Le elezioni regionali del 26 maggio si avvicinano e movimenti e partiti valdostani stringono alleanze. Dopo l’annuncio dell’accordo “progressista” tra Alpe e Pd ai quali si aggiunge la neonata Uvp, ecco che sul fronte opposto Fédération Autonomiste, che le cassandre davano per morte, annuncia l’accordo politico con l’Udc andandosi a collocare nell’area moderata autonomista cattolica. Adesso manca solo l’annuncio del patto degli “altri” cattolici, quelli di Stella Alpina, i quali dopo aver ridato vita al gruppo delle autonomie alla Camera grazie al sostegno del deputato Rudi Marguerettaz, di fatto hanno stretto un patto di ferro con la Lega Nord.
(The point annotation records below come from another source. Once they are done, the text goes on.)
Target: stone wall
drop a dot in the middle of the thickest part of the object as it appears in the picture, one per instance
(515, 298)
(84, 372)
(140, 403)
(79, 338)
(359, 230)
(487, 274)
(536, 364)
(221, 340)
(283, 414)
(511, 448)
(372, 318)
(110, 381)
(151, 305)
Tanto di ferro che mi attendo da un momento all’altro l’annuncio dell’accordo con il Carroccio anche per le Regionali. Voci ben informate danno come l’Edelweiss vincente sull’Uv nel corteggiamento all’avvocato Nicoletta Spelgatti, la quale ha ottenuto un ottimo risultato alle recenti Politiche.
E l’Uv? Con gli accordi che gli alleati di governo stringono, e avendo, almeno per il momento, allontanato i moderati di centro destra del Pdl, può concentrarsi su se stessa, sulle sue “storiche” Primarie e recuperare almeno parte di quell’elettorato che ultimamente aveva storto il naso o se lo era tappato.
In mezzo a tutti, ovviamente, c’è il M5S: una vera mina vagante, che incute un po’ di timore a tutti. Poi le sorprese delle liste civiche: quante saranno?